[jboss-jira] [JBoss JIRA] Commented: (JGRP-967) Deadlock in FD_SOCK

Tue Apr 28 15:55:46 EDT 2009

    [ https://jira.jboss.org/jira/browse/JGRP-967?page=com.atlassian.jira.plugin.system.issuetabpanels:comment-tabpanel&focusedCommentId=12464857#action_12464857 ] 

Richard Achmatowicz commented on JGRP-967:
------------------------------------------

The thread dump from my machine is attached.

It looks as though:
(i) FD_SOCK Ping Thread  calls  setupPingSocket()  and synchronizes on sock_mutex.  It then seems to block, waiting for connections, and does not let go of sock_mutex.
(ii) main thread tries to call FD_SOCK.stop() then FD_SOCK.stopPingerThread() at which time it synchronizes on pinger_mutex, and then wants to call tearDownPingSocket where it has to synchronize  on sock_mutex.
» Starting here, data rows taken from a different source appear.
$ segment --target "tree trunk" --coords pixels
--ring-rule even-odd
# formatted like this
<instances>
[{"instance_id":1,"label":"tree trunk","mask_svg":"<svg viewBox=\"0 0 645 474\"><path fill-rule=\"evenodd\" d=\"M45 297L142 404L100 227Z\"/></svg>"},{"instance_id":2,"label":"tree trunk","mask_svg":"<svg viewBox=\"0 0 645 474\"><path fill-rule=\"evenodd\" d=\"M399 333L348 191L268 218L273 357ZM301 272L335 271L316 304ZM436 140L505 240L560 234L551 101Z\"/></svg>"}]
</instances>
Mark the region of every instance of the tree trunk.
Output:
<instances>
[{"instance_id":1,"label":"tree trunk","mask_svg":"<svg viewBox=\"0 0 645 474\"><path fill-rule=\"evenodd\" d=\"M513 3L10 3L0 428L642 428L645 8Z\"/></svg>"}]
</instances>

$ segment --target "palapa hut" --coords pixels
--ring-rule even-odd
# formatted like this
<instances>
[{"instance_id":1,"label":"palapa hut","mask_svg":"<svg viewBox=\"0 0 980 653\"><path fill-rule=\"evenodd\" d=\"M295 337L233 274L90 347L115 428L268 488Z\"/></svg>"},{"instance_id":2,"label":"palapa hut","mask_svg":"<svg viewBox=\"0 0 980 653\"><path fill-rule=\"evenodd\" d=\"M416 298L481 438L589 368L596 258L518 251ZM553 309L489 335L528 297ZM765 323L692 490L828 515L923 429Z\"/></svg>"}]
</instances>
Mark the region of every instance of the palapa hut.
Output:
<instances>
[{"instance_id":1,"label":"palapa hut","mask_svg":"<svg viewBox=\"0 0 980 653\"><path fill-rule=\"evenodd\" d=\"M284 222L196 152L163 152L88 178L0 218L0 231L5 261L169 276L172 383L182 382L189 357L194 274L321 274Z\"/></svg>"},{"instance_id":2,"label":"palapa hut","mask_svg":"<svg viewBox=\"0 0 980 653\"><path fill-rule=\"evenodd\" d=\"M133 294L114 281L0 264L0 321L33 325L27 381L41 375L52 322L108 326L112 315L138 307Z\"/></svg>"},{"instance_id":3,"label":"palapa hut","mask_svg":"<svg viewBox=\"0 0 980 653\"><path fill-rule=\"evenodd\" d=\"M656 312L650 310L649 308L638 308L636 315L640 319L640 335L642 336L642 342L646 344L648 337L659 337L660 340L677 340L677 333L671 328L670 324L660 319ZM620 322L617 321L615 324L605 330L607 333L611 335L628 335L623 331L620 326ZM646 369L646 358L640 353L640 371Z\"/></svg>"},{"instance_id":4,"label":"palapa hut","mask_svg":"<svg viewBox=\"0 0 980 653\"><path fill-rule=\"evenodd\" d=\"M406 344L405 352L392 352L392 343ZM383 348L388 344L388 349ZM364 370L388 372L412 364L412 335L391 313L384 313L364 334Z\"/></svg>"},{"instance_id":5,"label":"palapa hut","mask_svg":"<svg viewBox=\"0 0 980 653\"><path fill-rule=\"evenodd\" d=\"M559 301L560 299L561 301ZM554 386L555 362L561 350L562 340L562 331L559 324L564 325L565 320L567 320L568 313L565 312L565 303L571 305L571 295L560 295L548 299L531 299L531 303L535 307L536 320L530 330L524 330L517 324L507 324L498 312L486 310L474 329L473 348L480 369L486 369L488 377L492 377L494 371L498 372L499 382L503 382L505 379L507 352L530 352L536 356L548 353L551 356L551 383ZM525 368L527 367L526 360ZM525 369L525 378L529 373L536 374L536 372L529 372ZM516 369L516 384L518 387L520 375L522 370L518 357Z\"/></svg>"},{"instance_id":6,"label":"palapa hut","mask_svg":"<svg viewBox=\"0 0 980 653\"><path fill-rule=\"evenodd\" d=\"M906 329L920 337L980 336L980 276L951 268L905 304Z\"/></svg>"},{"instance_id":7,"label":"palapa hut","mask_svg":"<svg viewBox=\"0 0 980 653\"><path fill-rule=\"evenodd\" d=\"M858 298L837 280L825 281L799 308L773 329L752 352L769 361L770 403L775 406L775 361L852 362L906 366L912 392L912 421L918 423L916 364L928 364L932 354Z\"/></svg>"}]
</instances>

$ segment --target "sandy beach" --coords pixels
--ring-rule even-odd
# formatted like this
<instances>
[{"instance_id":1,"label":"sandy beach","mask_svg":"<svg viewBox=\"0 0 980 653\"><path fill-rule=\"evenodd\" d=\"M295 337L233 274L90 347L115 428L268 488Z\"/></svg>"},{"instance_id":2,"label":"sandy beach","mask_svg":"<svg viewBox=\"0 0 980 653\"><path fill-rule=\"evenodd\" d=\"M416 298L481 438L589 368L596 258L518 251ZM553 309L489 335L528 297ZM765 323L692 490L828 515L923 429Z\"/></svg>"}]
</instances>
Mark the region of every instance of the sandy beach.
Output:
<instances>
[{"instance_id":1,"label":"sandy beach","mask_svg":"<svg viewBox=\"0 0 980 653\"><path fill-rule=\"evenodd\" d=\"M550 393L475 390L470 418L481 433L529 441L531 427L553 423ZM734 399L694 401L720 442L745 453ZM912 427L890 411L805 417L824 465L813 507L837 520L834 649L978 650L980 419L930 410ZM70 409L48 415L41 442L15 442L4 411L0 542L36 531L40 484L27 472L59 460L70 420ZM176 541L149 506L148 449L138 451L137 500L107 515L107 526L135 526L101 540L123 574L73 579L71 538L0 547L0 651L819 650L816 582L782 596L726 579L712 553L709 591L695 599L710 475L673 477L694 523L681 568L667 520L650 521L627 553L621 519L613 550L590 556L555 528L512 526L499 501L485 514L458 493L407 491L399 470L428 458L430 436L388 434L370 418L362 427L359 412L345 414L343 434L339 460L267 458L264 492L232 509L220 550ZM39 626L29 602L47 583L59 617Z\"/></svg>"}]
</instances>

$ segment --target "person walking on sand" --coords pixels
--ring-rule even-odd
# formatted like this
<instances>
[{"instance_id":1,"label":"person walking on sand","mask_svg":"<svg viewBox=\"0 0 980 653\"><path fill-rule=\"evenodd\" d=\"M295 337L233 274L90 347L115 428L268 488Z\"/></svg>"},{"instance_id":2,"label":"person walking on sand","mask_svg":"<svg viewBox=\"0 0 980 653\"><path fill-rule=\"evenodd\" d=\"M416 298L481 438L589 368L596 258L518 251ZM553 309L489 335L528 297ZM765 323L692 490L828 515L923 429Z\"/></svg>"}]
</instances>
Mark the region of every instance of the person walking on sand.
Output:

At this point, it starts waiting.

setupPingSocket() should return. It does most of the time but not in all cases.
I've noticed that setupPingSocket() is getting called before the tests run - it is also being called when the tests are shutting down, and this is where the problrm is occurring.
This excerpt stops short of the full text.